I can see logstash is not started. Getting below error during start.

[2017-05-31T15:20:21,114][ERROR][logstash.inputs.tcp      ] Could not start TCP server: Address in use {:host=>"0.0.0.0", :port=>5000}
[2017-05-31T15:20:21,225][ERROR][logstash.pipeline        ] Error registering plugin {:plugin=>"<LogStash::Inputs::Tcp port=>5000, type=>\"syslog\", id=>\"c4f07f53729a9716fdabd05f491f407187b9cf36-7\", enable_metric=>true, codec=><LogStash::Codecs::Line id=>\"line_3a57e7a6-8ef3-4dde-b173-a4335682a11d\", enable_metric=>true, charset=>\"UTF-8\", delimiter=>\"\\n\">, host=>\"0.0.0.0\", data_timeout=>-1, mode=>\"server\", proxy_protocol=>false, ssl_enable=>false, ssl_verify=>true, ssl_key_passphrase=><password>>", :error=>"Address already in use - bind - Address already in use"}
[2017-05-31T15:20:22,777][ERROR][logstash.agent           ] Pipeline aborted due to error {:exception=>#<Errno::EADDRINUSE: Address already in use - bind - Address already in use>, :backtrace=>["org/jruby/ext/socket/RubyTCPServer.java:118:in `initialize'", "org/jruby/RubyIO.java:871:in `new'", "/usr/share/logstash/vendor/bundle/jruby/1.9/gems/logstash-input-tcp-4.1.0/lib/logstash/inputs/tcp.rb:279:in `new_server_socket'", "/usr/share/logstash/vendor/bundle/jruby/1.9/gems/logstash-input-tcp-4.1.0/lib/logstash/inputs/tcp.rb:89:in `register'", "/usr/share/logstash/logstash-core/lib/logstash/pipeline.rb:268:in `register_plugin'", "/usr/share/logstash/logstash-core/lib/logstash/pipeline.rb:279:in `register_plugins'", "org/jruby/RubyArray.java:1613:in `each'", "/usr/share/logstash/logstash-core/lib/logstash/pipeline.rb:279:in `register_plugins'", "/usr/share/logstash/logstash-core/lib/logstash/pipeline.rb:429:in `start_inputs'", "/usr/share/logstash/logstash-core/lib/logstash/pipeline.rb:323:in `start_workers'", "/usr/share/logstash/logstash-core/lib/logstash/pipeline.rb:214:in `run'", "/usr/share/logstash/logstash-core/lib/logstash/agent.rb:398:in `start_pipeline'"]}
[2017-05-31T15:20:24,083][INFO ][logstash.agent           ] Successfully started Logstash API endpoint {:port=>9600}
[2017-05-31T15:20:26,539][WARN ][logstash.agent           ] stopping pipeline {:id=>"main"}

tudor · June 1, 2017, 12:33pm

It's an address in use error, you have something listening on the same port. Perhaps another instance of LS?

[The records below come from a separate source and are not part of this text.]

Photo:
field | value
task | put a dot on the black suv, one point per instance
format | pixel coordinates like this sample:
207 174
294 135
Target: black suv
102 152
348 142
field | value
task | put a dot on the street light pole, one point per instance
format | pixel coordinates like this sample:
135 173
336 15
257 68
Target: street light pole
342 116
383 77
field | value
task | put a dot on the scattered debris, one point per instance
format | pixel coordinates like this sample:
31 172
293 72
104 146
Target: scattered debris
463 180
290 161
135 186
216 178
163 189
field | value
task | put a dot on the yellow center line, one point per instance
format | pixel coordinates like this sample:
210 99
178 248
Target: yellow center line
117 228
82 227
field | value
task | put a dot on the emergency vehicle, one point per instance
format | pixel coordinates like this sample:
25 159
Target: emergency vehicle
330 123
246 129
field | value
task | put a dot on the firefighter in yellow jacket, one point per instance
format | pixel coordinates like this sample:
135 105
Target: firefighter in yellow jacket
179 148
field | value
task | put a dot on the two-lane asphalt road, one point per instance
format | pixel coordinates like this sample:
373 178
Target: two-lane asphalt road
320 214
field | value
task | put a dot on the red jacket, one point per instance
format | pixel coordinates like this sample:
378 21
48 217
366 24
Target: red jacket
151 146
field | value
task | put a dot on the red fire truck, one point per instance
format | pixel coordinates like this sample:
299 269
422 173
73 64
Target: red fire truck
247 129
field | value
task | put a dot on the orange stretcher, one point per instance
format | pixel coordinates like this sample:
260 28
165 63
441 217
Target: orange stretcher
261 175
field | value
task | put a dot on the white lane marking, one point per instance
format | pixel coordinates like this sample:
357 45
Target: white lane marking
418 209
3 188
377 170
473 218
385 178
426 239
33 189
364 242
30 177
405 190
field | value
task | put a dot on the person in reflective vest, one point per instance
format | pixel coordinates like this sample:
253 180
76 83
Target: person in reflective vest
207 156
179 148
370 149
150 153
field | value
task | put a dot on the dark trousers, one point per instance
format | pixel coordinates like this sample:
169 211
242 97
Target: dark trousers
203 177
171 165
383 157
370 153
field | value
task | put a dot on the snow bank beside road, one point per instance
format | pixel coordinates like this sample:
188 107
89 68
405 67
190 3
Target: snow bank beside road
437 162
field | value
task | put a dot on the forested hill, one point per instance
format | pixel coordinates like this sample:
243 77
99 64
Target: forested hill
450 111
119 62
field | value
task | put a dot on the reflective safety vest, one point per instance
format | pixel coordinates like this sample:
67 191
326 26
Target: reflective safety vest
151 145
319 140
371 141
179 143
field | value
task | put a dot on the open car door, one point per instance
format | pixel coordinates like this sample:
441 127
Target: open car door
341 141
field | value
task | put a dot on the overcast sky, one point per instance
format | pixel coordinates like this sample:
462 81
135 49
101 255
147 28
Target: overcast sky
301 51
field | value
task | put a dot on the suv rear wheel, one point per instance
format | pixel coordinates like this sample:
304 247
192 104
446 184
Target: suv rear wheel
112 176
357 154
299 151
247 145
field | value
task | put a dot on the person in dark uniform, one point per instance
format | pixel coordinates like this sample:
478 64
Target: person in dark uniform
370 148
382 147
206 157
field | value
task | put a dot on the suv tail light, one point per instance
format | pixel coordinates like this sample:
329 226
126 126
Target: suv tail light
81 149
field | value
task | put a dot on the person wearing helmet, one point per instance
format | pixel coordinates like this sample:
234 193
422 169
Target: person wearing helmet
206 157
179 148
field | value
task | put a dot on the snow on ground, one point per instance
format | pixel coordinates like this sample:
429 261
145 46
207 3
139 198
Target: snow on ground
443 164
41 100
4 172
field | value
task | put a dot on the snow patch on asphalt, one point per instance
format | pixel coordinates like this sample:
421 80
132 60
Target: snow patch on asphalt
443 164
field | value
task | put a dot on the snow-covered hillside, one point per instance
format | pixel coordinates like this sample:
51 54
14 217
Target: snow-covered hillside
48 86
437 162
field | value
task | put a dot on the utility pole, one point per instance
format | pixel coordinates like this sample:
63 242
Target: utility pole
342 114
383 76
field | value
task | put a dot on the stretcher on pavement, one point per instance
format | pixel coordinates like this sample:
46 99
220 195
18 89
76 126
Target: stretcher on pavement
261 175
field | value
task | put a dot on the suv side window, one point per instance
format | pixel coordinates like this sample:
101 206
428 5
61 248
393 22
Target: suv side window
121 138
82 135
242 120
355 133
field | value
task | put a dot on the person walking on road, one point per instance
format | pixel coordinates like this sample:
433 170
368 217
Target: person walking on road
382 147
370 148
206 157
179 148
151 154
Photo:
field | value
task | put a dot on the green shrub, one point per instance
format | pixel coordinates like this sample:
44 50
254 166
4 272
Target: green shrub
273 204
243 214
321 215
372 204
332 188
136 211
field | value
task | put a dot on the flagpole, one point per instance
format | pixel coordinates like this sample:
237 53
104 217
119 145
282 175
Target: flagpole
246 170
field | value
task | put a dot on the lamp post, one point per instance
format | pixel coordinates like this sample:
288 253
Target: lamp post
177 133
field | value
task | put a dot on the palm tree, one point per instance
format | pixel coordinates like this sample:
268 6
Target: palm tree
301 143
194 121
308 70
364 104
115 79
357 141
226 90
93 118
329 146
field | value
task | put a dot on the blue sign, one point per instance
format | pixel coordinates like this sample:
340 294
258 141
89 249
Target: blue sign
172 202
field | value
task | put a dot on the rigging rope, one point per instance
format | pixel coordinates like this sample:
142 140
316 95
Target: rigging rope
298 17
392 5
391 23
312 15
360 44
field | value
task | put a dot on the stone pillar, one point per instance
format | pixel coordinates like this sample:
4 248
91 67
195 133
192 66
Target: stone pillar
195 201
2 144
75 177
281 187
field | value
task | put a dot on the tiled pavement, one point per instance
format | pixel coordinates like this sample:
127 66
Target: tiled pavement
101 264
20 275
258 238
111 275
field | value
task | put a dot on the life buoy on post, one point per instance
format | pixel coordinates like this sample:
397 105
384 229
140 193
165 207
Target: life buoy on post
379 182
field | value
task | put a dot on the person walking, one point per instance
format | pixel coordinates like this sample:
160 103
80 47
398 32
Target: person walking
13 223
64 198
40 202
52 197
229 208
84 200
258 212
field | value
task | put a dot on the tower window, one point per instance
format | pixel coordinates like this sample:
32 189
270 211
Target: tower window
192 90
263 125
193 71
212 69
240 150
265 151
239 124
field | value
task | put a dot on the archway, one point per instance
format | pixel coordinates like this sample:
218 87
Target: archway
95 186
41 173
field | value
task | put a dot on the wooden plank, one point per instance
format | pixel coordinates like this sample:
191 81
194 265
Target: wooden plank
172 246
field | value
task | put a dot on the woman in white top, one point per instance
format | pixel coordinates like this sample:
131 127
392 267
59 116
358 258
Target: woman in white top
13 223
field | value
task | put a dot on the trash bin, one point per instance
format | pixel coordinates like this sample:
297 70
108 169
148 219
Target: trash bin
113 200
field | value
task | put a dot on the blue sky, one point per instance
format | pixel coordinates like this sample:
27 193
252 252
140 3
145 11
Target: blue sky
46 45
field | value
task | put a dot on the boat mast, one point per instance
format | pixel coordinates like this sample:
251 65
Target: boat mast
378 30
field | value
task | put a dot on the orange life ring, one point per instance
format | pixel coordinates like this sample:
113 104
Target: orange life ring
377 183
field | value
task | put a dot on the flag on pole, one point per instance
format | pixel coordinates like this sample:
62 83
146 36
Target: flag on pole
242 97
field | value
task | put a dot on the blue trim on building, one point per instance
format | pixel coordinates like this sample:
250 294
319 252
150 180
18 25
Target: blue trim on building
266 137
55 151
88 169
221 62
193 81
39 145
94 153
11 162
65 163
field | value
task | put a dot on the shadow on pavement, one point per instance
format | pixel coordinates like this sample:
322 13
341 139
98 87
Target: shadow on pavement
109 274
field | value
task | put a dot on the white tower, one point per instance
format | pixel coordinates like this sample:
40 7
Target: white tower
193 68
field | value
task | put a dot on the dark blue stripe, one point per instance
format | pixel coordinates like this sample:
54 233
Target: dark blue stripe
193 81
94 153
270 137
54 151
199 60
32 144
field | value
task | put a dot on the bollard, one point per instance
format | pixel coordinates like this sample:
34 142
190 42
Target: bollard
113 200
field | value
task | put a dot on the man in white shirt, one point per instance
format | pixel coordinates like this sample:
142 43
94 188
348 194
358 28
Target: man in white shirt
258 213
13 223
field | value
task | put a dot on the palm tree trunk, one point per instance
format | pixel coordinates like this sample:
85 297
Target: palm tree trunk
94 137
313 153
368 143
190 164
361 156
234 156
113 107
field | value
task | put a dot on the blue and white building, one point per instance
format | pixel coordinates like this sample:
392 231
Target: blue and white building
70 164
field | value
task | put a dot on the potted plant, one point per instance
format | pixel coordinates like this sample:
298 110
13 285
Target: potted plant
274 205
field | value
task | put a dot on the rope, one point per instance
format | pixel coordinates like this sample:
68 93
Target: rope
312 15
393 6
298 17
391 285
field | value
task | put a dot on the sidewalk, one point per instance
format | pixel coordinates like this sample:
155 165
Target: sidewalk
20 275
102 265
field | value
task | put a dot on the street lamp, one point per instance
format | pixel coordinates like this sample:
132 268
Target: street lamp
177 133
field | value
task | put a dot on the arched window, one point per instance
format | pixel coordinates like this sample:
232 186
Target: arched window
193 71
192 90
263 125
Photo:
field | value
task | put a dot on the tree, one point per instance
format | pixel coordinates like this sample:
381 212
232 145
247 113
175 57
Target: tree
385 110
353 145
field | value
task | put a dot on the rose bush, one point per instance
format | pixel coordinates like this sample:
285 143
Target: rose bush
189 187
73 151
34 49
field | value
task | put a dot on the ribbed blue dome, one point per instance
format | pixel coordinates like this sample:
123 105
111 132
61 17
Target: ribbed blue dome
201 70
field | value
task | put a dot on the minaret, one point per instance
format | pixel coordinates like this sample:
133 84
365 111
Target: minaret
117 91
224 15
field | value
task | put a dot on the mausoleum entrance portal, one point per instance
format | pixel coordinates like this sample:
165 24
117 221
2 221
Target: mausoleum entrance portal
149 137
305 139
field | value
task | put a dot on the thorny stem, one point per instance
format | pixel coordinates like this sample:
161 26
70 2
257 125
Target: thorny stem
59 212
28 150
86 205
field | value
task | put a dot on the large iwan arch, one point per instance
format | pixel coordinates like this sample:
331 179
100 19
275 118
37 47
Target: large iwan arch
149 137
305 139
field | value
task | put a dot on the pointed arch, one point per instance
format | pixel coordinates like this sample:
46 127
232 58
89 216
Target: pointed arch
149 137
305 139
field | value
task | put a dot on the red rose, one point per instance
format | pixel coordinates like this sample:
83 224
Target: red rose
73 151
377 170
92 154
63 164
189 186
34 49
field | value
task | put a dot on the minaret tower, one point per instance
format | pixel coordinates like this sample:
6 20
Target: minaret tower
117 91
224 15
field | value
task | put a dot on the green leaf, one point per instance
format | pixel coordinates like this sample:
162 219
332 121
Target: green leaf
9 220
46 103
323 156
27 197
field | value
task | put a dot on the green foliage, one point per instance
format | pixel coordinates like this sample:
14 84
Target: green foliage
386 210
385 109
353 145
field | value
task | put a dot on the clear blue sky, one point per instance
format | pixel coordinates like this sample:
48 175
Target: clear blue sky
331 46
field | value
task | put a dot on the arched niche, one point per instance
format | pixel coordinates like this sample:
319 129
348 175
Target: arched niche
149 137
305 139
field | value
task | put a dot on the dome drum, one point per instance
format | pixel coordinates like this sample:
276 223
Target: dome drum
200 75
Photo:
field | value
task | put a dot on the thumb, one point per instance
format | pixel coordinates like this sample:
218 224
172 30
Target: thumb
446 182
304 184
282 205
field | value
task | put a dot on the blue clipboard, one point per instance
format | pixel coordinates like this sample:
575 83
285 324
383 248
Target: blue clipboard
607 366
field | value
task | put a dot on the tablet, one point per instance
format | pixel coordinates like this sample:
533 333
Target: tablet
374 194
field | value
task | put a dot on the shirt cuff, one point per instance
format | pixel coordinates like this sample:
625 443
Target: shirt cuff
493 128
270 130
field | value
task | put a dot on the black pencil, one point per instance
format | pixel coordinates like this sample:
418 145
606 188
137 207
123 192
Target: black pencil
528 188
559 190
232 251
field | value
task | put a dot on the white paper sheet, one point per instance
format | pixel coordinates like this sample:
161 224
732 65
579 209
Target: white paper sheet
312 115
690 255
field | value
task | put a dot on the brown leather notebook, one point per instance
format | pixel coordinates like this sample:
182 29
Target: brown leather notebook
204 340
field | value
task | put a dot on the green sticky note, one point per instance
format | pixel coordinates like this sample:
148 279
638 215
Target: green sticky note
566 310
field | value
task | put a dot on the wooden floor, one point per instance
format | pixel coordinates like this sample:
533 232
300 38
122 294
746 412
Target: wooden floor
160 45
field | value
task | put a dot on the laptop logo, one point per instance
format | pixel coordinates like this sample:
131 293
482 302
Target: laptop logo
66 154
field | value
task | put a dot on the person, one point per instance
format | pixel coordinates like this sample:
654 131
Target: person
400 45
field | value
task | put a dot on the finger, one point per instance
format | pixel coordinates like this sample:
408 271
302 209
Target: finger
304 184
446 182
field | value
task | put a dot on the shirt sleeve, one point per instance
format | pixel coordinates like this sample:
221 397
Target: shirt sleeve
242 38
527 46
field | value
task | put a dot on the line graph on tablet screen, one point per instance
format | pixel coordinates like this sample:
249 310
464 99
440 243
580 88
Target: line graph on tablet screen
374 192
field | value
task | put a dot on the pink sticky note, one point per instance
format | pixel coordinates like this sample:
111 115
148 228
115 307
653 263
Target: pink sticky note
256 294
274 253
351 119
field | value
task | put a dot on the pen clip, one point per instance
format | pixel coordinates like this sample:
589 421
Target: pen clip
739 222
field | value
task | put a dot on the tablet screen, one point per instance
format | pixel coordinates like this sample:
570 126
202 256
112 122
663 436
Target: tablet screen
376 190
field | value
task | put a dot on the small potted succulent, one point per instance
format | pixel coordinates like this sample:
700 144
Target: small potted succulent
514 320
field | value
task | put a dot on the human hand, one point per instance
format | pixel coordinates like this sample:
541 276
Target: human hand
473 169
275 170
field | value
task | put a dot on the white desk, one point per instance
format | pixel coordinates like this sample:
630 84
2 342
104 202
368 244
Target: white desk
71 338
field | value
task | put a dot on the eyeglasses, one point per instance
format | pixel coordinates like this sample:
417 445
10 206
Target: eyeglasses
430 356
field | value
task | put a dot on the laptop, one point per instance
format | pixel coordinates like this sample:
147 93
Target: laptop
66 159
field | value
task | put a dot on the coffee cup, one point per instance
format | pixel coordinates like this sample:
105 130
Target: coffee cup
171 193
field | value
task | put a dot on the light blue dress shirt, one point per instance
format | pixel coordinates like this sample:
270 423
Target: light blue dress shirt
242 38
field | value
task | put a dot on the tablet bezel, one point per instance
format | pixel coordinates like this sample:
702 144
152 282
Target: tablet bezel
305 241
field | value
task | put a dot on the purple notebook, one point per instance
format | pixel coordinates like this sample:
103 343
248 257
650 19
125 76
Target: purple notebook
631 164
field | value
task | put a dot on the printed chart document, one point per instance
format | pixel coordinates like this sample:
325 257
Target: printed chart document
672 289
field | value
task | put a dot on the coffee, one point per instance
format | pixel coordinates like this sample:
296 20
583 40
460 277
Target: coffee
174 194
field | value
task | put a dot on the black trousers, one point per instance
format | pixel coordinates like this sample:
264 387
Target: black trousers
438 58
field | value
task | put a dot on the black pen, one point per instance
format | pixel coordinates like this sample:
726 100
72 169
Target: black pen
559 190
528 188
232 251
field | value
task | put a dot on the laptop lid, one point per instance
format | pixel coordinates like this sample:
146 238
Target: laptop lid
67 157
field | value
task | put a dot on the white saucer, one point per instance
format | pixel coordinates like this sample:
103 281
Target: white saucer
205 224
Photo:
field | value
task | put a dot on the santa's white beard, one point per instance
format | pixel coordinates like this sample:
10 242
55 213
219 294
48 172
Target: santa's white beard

Ranjeet_Ranjan · June 1, 2017, 5:44pm

I dont see any other instance of LS. Please help to find if other instance is running. Also see this error after we install x-pack

system · June 29, 2017, 5:44pm

This topic was automatically closed 28 days after the last reply. New replies are no longer allowed.